Easily, we have (1)$\iff$(3)$\iff$(4) by elementary algebra manipulation and characterization of extreme singular values of $A$ (See Eq.(4.5) in the book). We also have (1)$\implies$(2) by checking $P^2 = P$ and $P^\top = P$. However, I'm not able to see how (2) implies any others.
For example, I tried to show (2)$\implies$(1): Since $P=A A^\top$ satisfies $P^2 = P$ and $P^\top = P$ (trivial from the definition of $P$), hence only the former is useful, which has a relation to $A^\top A$ as $$ P^2 = (A A^\top)(A A^\top) = A (A^\top A) A^\top. $$ But I don't have an easy way to conclude $A^\top A = I_n$ from here.
Just figured this one out: the key idea is that the information $\operatorname{rank}(P) = n$ is crucial.
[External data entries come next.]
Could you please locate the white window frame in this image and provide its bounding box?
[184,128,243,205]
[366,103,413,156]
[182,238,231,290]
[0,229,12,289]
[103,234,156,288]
I omitted this fact previously.
Specifically, when proving (1)$\implies$(2), we also need to show that $\operatorname{rank} (P) = \operatorname{rank} (AA^{\top}) = n$. But since $A^{\top} A = I_n$, $$ n = \operatorname{rank}(I_n) = \operatorname{rank}(A^{\top} A) \leq \operatorname{rank} (A) \leq n $$ as matrix multiplication can only reduce the rank, hence $\operatorname{rank}(A) = n$. As this also implies $\operatorname{rank} (A^{\top} ) = n$, we're left to check whether $\operatorname{Im} A^{\top} \cap \ker A = \varnothing $. If this is true, then $\operatorname{rank} (A A^{\top} ) = n$ as well, and we're done. But it's well-known that $\operatorname{Im} A^{\top} = (\ker A)^{\perp} $, and we're done.
We can now show (2)$\implies$(1): we want to show that if $P = A A^{\top} $ is an orthogonal projection on a subspace of dimension $n$, then $A ^{\top} A = I_n$. Observe that since $P^2 = P$, $$ (A A^{\top} ) (A A^{\top} ) = A A^{\top} \iff A (A^{\top} A - I_n) A^{\top} = 0. $$ Now, we use the fact that $\operatorname{rank} (P) = \operatorname{rank} (A A^{\top} ) = n$. From the previous argument, we know that $\operatorname{rank} (A) = \operatorname{rank} (A^{\top} ) = n$, and hence $$ A (A^{\top} A - I_n) A^{\top} = 0 \implies A (A^{\top} A - I_n) = 0 $$ as $A^{\top} $ spans all $\mathbb{R} ^n$. Taking transpose, we again have $$ (A^{\top} A - I_n)^{\top} A^{\top} = 0 \implies (A^{\top} A - I_n)^{\top} = 0 $$ since again, $A^{\top} $ spans all $\mathbb{R} ^n$. We hence have $A^{\top} A = I_n$ as desired.